Dopo aver fatto cadere il governo Draghi, per noi tra i migliori, se non in assoluto il miglior governo che abbiamo avuto in Italia negli ultimi decenni, il centro-destra ha vinto le elezioni politiche con l’exploit della Meloni, mentre Salvini e Berlusconi , pur avendo dimezzato il loro consenso popolare, le si sono accodati.
Il centro-destra unito aveva messo insieme un programma elettorale su cui erano confluite le promesse di tre personaggi come la Meloni, oppositrice accanita contro tutti e tutto, Berlusconi e Salvini; ne è venuto un libro dei sogni che, pensando fosse realizzabile, ha illuso gli italiani, tanto da votarlo; così, con il 26% dei consensi Giorgia Meloni é diventata premier del nuovo governo di centro-destra.
Naturalmente, passata l’euforia elettorale, il nuovo governo ha dovuto cominciare a prendere atto della realtà, così diversa da quella prospettata in campagna elettorale; quando infatti si è dovuti passare alla loro realizzazione pratica, sono cominciati i problemi reali, e molte delle promesse elettorali alla prova dei fatti si sono dimostrate pie illusioni, le solite chimere.

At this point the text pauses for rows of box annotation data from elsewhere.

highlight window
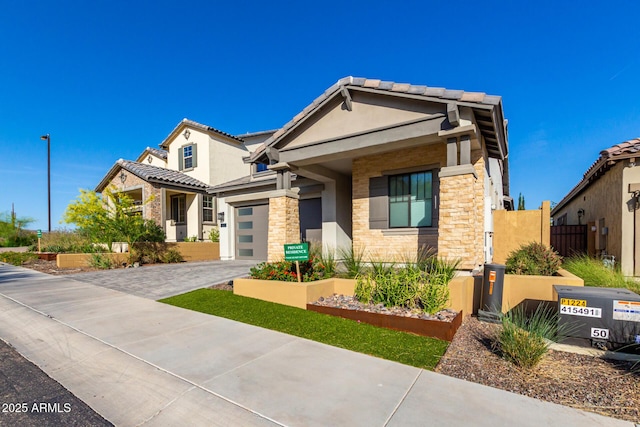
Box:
[182,145,193,169]
[388,172,433,228]
[171,194,187,224]
[178,144,198,170]
[202,196,213,222]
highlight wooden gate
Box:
[551,225,587,257]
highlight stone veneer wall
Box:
[267,195,300,262]
[353,143,485,269]
[109,172,162,226]
[438,150,486,270]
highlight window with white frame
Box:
[202,196,213,222]
[389,171,433,228]
[182,145,193,169]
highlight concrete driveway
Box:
[0,263,633,427]
[72,261,257,300]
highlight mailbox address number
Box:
[591,328,609,340]
[560,305,602,318]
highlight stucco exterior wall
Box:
[554,162,620,262]
[210,138,251,185]
[287,91,469,147]
[620,162,640,276]
[493,201,551,264]
[353,144,447,261]
[108,172,162,225]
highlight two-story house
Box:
[95,119,273,242]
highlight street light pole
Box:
[40,134,51,233]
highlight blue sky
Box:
[0,0,640,230]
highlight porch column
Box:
[267,190,300,262]
[322,177,352,256]
[438,150,484,270]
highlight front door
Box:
[235,205,269,260]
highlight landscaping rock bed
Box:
[311,294,458,322]
[436,316,640,424]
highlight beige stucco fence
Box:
[233,270,584,315]
[56,242,220,268]
[493,201,551,264]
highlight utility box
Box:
[553,285,640,348]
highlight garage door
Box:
[235,205,269,260]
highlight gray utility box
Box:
[553,285,640,347]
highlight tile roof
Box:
[116,159,209,190]
[160,118,244,147]
[95,159,209,192]
[551,138,640,215]
[250,76,506,160]
[136,147,167,162]
[146,147,167,160]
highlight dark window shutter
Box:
[369,176,389,230]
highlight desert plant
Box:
[40,229,100,254]
[354,265,449,314]
[160,248,184,264]
[0,251,38,265]
[562,255,640,293]
[89,253,115,270]
[249,254,326,282]
[338,244,366,279]
[506,242,562,276]
[494,304,572,369]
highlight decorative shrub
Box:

Senza scendere qui in particolari, ci limitiamo a considerare quello che più caratterizza questo inizio di legislatura, cioè la manovra finanziaria per il 2023 attualmente in discussione.
Quando l’ha licenziata come proposta, Giorgia Meloni ha dichiarato che a lei la manovra, così com’era, ‘piaceva’ (vorrei vedere!); a parte la stranezza di qualcosa che le andava bene quando fino a ieri trovava da ridire comunque su tutto e su tutti, in queste settimane abbiamo visto a poco a poco ridimensionare, cambiare, ritirare provvedimenti che in fase di discussione preliminare in commissione si sono di fatto dimostrati irrealizzabili, per quanto nell’euforia della vittoria il centro-destra li aveva presentati come punti qualificanti del cambiamento in atto; insomma un gran uso della retromarcia.

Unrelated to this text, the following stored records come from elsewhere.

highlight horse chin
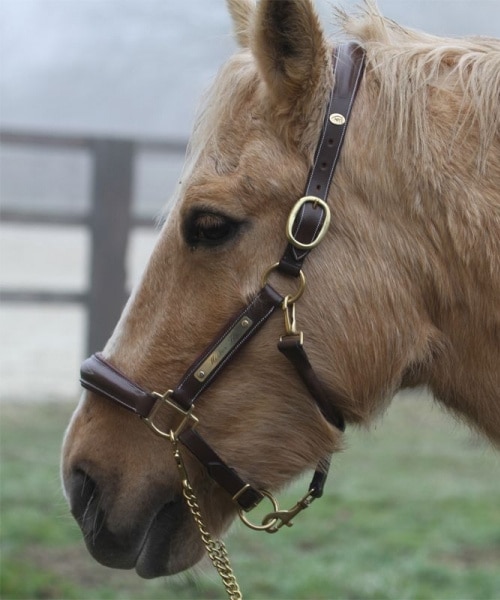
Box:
[135,501,204,579]
[75,499,204,579]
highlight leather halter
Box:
[80,43,365,524]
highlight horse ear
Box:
[251,0,329,106]
[227,0,255,48]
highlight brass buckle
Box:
[262,491,315,533]
[286,196,331,250]
[237,486,316,533]
[143,390,199,440]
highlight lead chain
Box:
[170,432,243,600]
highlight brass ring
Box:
[286,196,331,250]
[262,262,306,304]
[238,490,279,531]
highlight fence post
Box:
[86,139,134,355]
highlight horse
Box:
[62,0,500,578]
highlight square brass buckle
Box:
[143,390,198,440]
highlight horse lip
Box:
[80,498,185,579]
[135,499,203,579]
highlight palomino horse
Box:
[62,0,500,577]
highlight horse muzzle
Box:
[62,394,204,579]
[64,460,204,579]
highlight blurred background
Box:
[0,0,500,598]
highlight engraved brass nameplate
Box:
[194,317,253,382]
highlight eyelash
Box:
[184,211,241,248]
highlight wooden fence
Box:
[0,130,186,355]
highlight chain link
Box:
[170,432,243,600]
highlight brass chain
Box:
[170,431,243,600]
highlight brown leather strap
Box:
[179,429,263,511]
[278,336,345,431]
[279,43,365,277]
[80,353,158,417]
[172,285,283,410]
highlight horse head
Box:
[62,0,500,577]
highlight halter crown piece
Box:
[80,43,365,597]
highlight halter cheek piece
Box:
[81,43,365,532]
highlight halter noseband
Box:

Per capire la gravità della situazione basterebbe pensare che, ancor prima che la manovra 2023 arrivi in Parlamento, la Corte dei Conti ha dovuto avvertire il governo che per qualcosa come 44 proposte, semplicemente mancava la copertura finanziaria; come dire che, tentando di inserire nel concreto della manovra quanto promesso in campagna elettorale, la cosa si è dimostrata irrealizzabile, anzi velleitaria, semplicemente per mancanza delle necessarie risorse finanziarie. Naturalmente la Meloni, considerato che a lei la manovra piace, non ha trovato di meglio che arrabbiarsi con il medico che ha diagnosticato la malattia.

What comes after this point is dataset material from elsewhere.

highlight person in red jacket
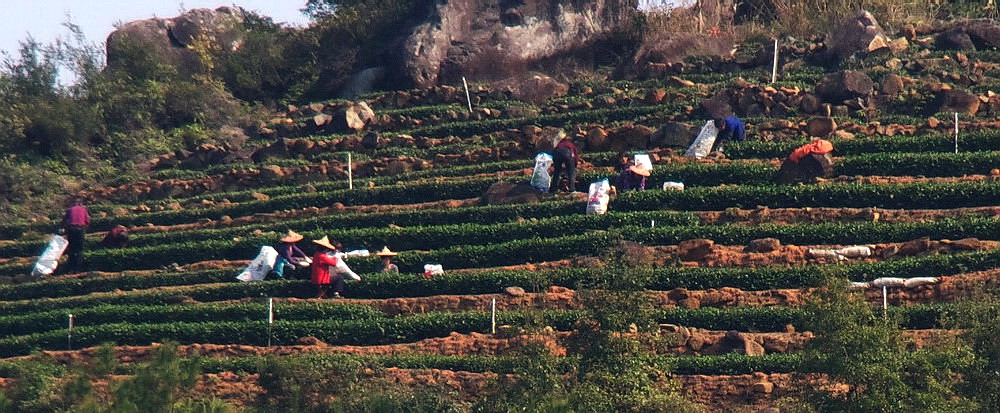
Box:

“Abbiamo tolto un po’ a chi ha tanto, per darlo a chi ha poco” ha affermato alla Robin Hood, Matteo Salvini; per noi la sostanza è invece che la manovra ha tolto a chi lavora onestamente per darlo a chi non lavora o a chi ruba. Scandaloso infatti, ma ormai gli Italiani a questo sono assuefatti, quello che, definito come ‘rottamazione delle cartelle fiscali’ é di fatto un ennesimo, immondo condono fiscale, prerogativa ormai storica del più degenere berlusconismo. Tanto che, con più di una ragione, è stato detto che questo è il governo degli evasori.
Furbescamente la polemica politica, con relativo immorale scandalo mediatico, viene dirottata sui poveri cinghiali che a Roma funzionano da provvidenziali spazzini.